Entretanto, parece questionável conceber uma história totalmente linear, a partir das três escravas. Aparenta, mais factível, tratar-se de alguns grupos de escravizados tal como consta no Relatório do Incra (2011). Também Borges (1989) amplia o quadro social dos tempos de origens, mencionando que as terras do Mesquita foram doadas pelo proprietário a três escravizados - Inácio Otaviano, Delfino Pereira Braga e Bernardo Gonçalves Soares.

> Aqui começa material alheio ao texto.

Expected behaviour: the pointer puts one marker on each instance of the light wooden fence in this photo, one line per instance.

O mais acertado talvez fosse afirmar que as terras foram ocupadas por alguns grupos de escravizados, que se espalharam pelas regiões do Mesquita, Saia Velha, Santa Maria e que são representados hoje nas famílias Pereira Braga, Teixeira Magalhães, Pereira Dutra, Lisboa da Costa e suas derivações.

Na fase final da pesquisa, surgiram alguns objetos antigos como uma moeda e um garfo; este que parece muito antigo, de tipo artesanal e sem registro de marca. Foi encontrado, acidentalmente, quando alguém fazia escavação para plantio na área do Quilombo. A moeda de 40 Réis, data de 1839. O padrão monetário Mil Réis durou no Brasil de 1500 a 1942, quando foi substituído pelo Cruzeiro (HISTORIA DAS MOEDAS DO BRASIL, 2015).

De propriedade do Entrevistado 18 (E18), a moeda foi doada a ele por seu avô, Antônio Lisboa, o qual não sendo de Mesquita, passou a morar na comunidade ao casar-se com Isidora Pereira Braga, filha de José Pereira Braga e de Maria do Nascimento. A moeda

que, segundo Antônio Lisboa, era “do tempo dos escravizados”, foi passada ao E18 na qualidade de lembrança de família. O E18, atualmente, tem 66 anos e quando recebeu o presente tinha 08 anos de idade. Como o E18 afirmou que seu avô lhe deu a moeda, já bem idoso, ou seja, com aproximadamente 60 anos de idade, podemos deduzir que ele (Antônio) nasceu por volta de 1877. Isto significa que Antônio Lisboa chegou à Lei Áurea com, aproximadamente, 11 anos de idade.

Como o E18 afirma que sua bisavó era escrava e os cálculos demonstram que seu avô tinha aproximadamente 11 anos, na proclamação da Lei Áurea, seria acertado dizer que seu bisavô viveu o tempo da escravidão praticamente por toda sua vida. E sendo assim, o E18 estaria em uma 4ª geração de escravizados.

Figura 14

Garfo antigo encontrado no Quilombo. Foto: Daiane Souza.

Figura 15

Moeda antiga guardada como herança do tempo da escravidão Foto: Wallison Pereira da Costa.

Figura 16

Moeda de 40 Réis, datada de 1839, período de plena escravidão. Foto: Wallison Pereira da Costa.